From a snarling Saddam Hussein, to a grinning Hulk Hogan, to a sultry Marilyn Monroe, students across the nation have waved all sorts of giant celebrity heads this season in an effort to distract opposing free-throw shooters.

Alabama freshman Jack Blankenship thought those big heads were a fun idea, but he wanted to add his own clever twist to the trend. As a result, the Tuscaloosa native has begun showing up to Crimson Tide basketball games this month with a giant picture of his own contorted face in tow.

"I never really saw the relevance of having pictures of celebrities, so I figured why not have a picture of me," Blankenship said. "I thought it would be something a little different."

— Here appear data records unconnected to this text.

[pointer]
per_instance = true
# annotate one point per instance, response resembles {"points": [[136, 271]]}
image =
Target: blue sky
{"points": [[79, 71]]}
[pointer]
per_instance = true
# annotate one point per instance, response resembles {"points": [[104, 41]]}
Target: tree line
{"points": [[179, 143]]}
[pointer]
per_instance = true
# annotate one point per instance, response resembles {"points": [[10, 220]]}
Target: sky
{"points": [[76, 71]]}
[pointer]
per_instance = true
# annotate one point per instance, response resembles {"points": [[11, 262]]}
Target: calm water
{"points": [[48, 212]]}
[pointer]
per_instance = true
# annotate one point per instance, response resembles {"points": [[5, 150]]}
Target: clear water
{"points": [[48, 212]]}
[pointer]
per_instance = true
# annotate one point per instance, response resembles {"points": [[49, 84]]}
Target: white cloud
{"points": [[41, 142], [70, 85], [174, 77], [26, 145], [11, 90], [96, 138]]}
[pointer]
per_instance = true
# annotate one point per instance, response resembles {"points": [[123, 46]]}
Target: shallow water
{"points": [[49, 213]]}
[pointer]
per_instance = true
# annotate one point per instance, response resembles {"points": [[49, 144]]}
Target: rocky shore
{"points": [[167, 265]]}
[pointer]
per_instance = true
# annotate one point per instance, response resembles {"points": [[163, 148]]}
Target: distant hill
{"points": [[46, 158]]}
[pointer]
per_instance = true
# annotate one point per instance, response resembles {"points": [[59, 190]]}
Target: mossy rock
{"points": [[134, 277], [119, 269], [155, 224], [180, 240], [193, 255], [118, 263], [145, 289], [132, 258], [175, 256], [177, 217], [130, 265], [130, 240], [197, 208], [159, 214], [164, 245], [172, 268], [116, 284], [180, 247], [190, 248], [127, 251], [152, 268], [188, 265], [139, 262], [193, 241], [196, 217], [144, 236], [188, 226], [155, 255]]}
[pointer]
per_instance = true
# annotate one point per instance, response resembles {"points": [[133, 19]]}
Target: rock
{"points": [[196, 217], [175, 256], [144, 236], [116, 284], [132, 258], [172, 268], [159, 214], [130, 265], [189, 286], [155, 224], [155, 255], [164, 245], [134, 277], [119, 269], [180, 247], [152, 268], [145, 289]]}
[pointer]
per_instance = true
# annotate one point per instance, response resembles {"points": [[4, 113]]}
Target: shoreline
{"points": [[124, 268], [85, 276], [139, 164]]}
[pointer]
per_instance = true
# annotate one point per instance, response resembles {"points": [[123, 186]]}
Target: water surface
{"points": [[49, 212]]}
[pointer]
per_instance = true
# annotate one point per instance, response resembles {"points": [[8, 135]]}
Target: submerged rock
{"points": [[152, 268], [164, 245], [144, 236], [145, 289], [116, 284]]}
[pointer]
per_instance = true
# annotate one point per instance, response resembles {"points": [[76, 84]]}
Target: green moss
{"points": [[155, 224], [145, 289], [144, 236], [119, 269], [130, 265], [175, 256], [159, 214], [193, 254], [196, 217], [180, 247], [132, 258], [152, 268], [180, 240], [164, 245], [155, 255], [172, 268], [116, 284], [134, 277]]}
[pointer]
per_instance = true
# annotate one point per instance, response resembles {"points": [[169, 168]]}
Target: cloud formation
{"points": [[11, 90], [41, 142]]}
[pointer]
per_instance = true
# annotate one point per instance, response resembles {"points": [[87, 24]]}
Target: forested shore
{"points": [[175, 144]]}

The unusual sight of a student waving a giant picture of his own face has drawn far more attention than Blankenship ever expected.

ESPN2 cameras caught him with the sign during Alabama's 69-67 overtime victory over Ole Miss on Feb. 4, prompting announcer Pam Ward to remark, "This guy ... who does that? I mean, who makes a picture of themselves?" Birmingham News photographer Hal Yeager also captured Blankenship making the same unusual facial expression as he is in the picture during Tuesday's loss to Florida.

[Photos: Knicks fans get creative with Jeremy Lin signs]

The spread of that photo and video via social media has turned Blankenship into a mini-campus celebrity. He has gained 200 Twitter followers the past 24 hours and fellow students now recognize him on campus.

"I was walking to class today, and two strangers came up to me and said, 'Oh, you're the guy with the face,'" Blankenship said. "Pretty wild to say the least."

The expression Blankenship makes in the picture is one he and some of his closest friends have made since middle school as an inside joke. They've taken group photos doing that face and in April 2010 Blankenship even appeared in the background on the "Today" show making it.

Blankenship plans to launch a stand-up comedy club at Alabama soon and aspires to be a comedian someday. In the meantime, he'll keep bringing his now-famous sign to basketball games — perhaps with some new twists.